Saturday, July 28, 2007

Outsourcing market looks healthy in second quarter but capacity constraints linger


While reports continue to cite drops in outsourcing demand growth, EquaTerra's 2Q07 Pulse Survey study shows signs of continued market health. The second quarter study supports EquaTerra research and analysis released earlier in the year, outlining a "reshaping" of the outsourcing market as opposed to a downtrend.

Said Stan Lepeak, EquaTerra’s Managing Director of Research, "The outsourcing market is clearly maturing and growing in new areas, as we’re seeing initiatives of all shapes, flavors and sizes. And while this bodes well for organizations looking to attain the variety of benefits outsourcing can deliver, those who source on a smaller, more distributed basis must safeguard against losing value in the process. Buyers must ensure they leverage their spend and relationships with their providers, appropriately staff their governance processes -- some centrally, some decentrally -- and deploy a comprehensive governance program using the latest techniques and tools."

Signs of continued market health from EquaTerra's 2Q07 Pulse Survey include:

* Global and regional demand: Outsourcing demand was up 50 percent in 2Q07 in the Europe, Middle East, Africa (EMEA) region, and up 37 percent globally, as cited by EquaTerra advisors.

* IT outsourcing: One half of EquaTerra advisors cited IT outsourcing (ITO) as the strongest functional growth area, continuing strong 1Q07 demand trending; demand for ITO in Europe was especially strong during the quarter as demonstrated by the fact that 60 percent of the publicly announced deals of greater than $50 million in total contract value in May and June 2007 were for buyers based in EMEA countries.

* Finance and accounting outsourcing: Another one thirdof EquaTerra advisors cited finance and accounting outsourcing (FAO) as the leading outsourcing demand area; demand is particularly strong in EMEA.

* Public Sector outsourcing: Outsourcing in the public sector is increasing in both North America and Europe, as illustrated by the ~ $20 billion telecommunications outsourcing deal between the U.S. General Services Administration and a Verizon/CSC consortium, and the €1.3 billion+ ITO deal between the Italian Central Government and AlmavivA Group.
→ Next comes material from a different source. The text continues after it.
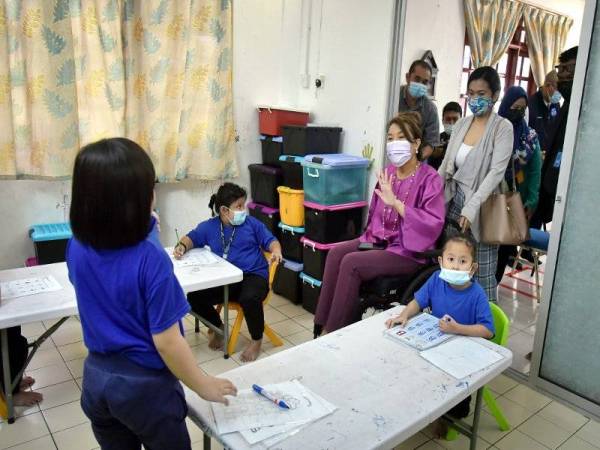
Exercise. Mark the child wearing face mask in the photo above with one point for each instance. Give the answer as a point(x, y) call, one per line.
point(241, 240)
point(455, 298)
* Smaller, "under the radar" deals: The market is experiencing an influx of ~ $1 - $10 million outsourcing engagements, many with clients using a variety of providers; these deals may not be publicly announced, and often remain under the internal radar screen due to their size

Despite the positive market findings, both providers and buyers continue to experience a dearth of talent possessing the skills and experience required to support increasingly complex outsourcing deals. On the service provider side, these talent challenges -- which EquaTerra refers to as "capacity constraints" -- include insufficient experience in sales pursuit, engagement, transition and actual service delivery. Buyers are challenged with a lack of sufficient skills and experience to support transition and ongoing governance requirements. These capacity constraints impact demand growth in some regions and functions, pricing competitiveness, sales cycle, time-to-contract, profitability and satisfaction with the initiative.

Other key findings from EquaTerra’s 2Q07 Pulse Survey include:

* Outsourcing buyers, in general, are more positive about their outsourcing experiences than in past quarters, and are more realistic and sophisticated, especially relative to outsourcing’s ability to deliver innovation and process transformation.

* There is ongoing growth of multi-location global service delivery capabilities.